殺鼠剤を食べてしまったネズミの体内にどれくらいの量の毒物が残っているかがわかれば、どのくらいの量のネズミを食べたら中毒症状を起こすのかわかる。

が、どれくらいの量の毒物が残っているのか、おおよそでも把握するのが難しい。

殺鼠剤の摂取量 ←致死量から見積もれる
消化後、体内に吸収した量 ←蓄積系の為、100%吸収と仮定すれば見積もれる
代謝・排泄した量 ←把握困難
時間経過による毒性の減退 ←把握困難

例えば、極めて乱暴に、5日間毎日10gの殺鼠剤(毒物含有量0.1%)を摂食したとして、全て体内に蓄積されていたと仮定すると、

殺鼠剤を食べた量
10g×5日間=50g

10gに含まれる毒物の含有量
1g=1000mg
50g=50000mg
(殺鼠剤を食べた量)

食べた殺鼠剤に含まれる毒物の量(毒物含有量0.1%)
50000mg×0.1%=50mg

殺鼠剤を食べたネズミの体内に含まれる毒物の量は、50mgと仮定できる。(極めて乱暴な計算ではあるが)

そして、これまた乱暴な計算にはなるが、ネズミと猫の体重差は、20倍~30倍程度。(ネズミ100g~300gに対して、猫は3.5kg~4.5kg)

猫の蓄積による致死量を体重で比例すると仮定したならば、殺鼠剤を食べたネズミを毎日1匹、継続して20日~30日食べないと致死量に達しないことになる。

もちろん、極めて乱暴に仮定した結果であることから、実際は、ネズミ1匹を食べたところで毒物の蓄積量は足りないかもしれない。
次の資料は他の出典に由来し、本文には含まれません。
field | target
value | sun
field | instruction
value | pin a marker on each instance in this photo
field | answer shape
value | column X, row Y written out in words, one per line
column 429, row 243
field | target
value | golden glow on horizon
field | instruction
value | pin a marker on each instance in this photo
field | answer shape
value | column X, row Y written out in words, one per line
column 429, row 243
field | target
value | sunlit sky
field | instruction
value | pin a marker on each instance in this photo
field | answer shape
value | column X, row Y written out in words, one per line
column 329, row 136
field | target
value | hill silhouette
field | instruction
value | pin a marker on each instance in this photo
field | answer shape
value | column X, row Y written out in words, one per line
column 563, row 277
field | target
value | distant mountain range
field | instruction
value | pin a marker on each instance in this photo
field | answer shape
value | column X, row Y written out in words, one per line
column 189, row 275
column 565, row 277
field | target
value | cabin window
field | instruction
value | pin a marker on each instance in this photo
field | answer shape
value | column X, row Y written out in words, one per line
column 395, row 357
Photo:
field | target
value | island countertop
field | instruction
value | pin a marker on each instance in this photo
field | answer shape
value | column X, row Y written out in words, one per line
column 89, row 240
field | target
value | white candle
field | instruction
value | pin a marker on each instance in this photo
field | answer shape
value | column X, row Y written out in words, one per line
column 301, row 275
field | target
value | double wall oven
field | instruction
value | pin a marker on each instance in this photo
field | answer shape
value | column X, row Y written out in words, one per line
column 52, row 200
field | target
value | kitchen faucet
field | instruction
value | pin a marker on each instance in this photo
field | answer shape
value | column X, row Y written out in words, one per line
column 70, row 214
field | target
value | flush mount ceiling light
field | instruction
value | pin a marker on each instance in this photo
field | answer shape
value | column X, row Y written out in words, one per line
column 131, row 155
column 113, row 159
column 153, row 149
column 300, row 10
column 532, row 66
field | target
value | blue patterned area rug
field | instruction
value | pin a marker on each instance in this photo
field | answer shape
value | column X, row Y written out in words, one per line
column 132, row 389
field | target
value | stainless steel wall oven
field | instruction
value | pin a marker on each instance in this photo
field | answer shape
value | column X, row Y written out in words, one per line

こういった仮定から考えてみても、殺鼠剤を食べたネズミを猫が食べてしまったとして、中毒症状に至ることはかなりの低確率であることが分かる。

追いつめられるネズミ


殺鼠剤を食べてしまったネズミを他の動物が食べてしまったところで、中毒症状になることは考えにくく、毒劇法や農薬取締法の法規制もあり、二次汚染はしづらいように製品化されていると思われる。
やはり、殺鼠剤を直接摂食しない限りは、中毒症状を引き起こすことは考えにくいと言えるようです。